Russia trying to “take advantage” of US Ukraine aid timing: ISW

Russia trying to “take advantage” of US Ukraine aid timing: ISW


The Russian military is attempting to “take advantage” of delays in U.S. aid deliveries to Ukraine reaching the war’s frontline, according to the Institute for the Study of War (ISW).

An ISW report published on Wednesday noted that Mykhailo Podolyak, an adviser in the office of Ukrainian President Volodymyr Zelensky, had told Bloomberg in an interview published on the same day that the recently approved American military aid was taking “weeks” to reach “critical volumes” where they are needed most.

“At the moment, Russian troops have the absolute advantage in shells, missiles, etc,” Podolyak told Bloomberg. “They will try to press along the frontline to advance. And then they may try to force the pro-Ukrainian coalition to accept unacceptable terms.”

ISW, a U.S.-based think tank that regularly releases assessments of the Russia-Ukraine war, argued that Russia’s attempt to “freeze the current frontline” amid the aid stall would be particularly “advantageous” to Moscow’s war effort.

Ukrainian President Volodymyr Zelensky is pictured alongside Senate Majority Leader Chuck Schumer and other U.S. lawmakers during an appearance at the Capitol in Washington, D.C. on September 21, 2023. Russian President Vladimir Putin is featured…


Chip Somodevilla; Contributor

“Podolyak warned that Russia may be trying to force Ukraine and its allies to freeze the current frontline—a situation that ISW has long assessed would be advantageous to Russia by giving the Russian military time to reconstitute and prepare for renewed aggression against Ukraine,” the ISW report reads.

“Additional Western military assistance will also likely take time to reach the front lines and to be properly integrated into Ukrainian frontline troop formations,” it continues.

Newsweek reached out for comment to the Ukrainian military via email and the U.S. Department of State via online press contact form on Wednesday night.

Russia made several key advances in its more than two-year invasion of Ukraine during the early months of this year, when military aid to Kyiv from Western allies, particularly the U.S., slowed significantly.

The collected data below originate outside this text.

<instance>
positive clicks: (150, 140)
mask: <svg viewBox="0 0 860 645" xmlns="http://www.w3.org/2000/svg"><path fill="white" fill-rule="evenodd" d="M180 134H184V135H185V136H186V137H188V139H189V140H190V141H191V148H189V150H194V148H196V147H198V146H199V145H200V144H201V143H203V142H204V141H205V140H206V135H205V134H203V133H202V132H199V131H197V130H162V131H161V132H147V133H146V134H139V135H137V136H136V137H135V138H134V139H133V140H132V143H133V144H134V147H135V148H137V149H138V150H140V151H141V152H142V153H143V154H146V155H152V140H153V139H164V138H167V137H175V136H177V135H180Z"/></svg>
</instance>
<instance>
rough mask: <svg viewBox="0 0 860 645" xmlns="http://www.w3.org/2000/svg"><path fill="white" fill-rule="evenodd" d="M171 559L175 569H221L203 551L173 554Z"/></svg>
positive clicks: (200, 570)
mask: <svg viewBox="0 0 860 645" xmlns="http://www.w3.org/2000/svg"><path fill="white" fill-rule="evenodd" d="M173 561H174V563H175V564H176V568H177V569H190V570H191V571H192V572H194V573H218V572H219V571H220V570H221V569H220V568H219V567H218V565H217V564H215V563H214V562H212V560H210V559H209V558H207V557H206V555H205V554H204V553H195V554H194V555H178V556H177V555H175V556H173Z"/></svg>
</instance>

While an aid package worth over $61 billion was finally passed by Congress and signed into law by President Joe Biden in April, military experts and Ukrainian officials have continued to express concerns that the aid is being delivered too slowly.

During an interview with Reuters last week, Zelensky pleaded with Western allies to make quicker decisions and speed up their deliveries of aid. Several of Ukraine’s European NATO allies, such as Sweden and Belgium, have recently committed to sending more aid to Kyiv.

“Every decision to which we, then later everyone together, comes to is late by around one year,” Zelensky said. “But it is what it is: one big step forward, but before that two steps back. So we need to change the paradigm a little bit.”

Zelensky also said that the Ukrainian Air Force, which has relied on an aging fleet of Soviet-era MiG aircraft during the war, needed allies to supply around 130 U.S.-made F-16s to counter Russia’s air superiority.

While several European NATO nations have pledged to give Ukraine a far smaller number of jets, deliveries have repeatedly been delayed, prompting some experts to question the effectiveness of the aid.

William Reno, professor and chair of the political science department at Northwestern University, told Newsweek earlier this month that delivery of the jets was unlikely to come at the “optimal time,” drawing a parallel with Kyiv receiving Western tanks after its fall 2022 counteroffensive.

“There’s a tendency for weapon systems to arrive after the point at which they would have been most effective,” said Reno. “There was an optimal time for tanks… They were put to use when they arrived in 2023, but by then began to encounter drone attacks that exploited vulnerabilities in their armor and thus limited their utility.”

“F-16s encounter a similar situation,” he added. “The length of the decision, training and delivery process have given Russian forces time to adapt air defenses, particularly as both sides settled into defensive positions.”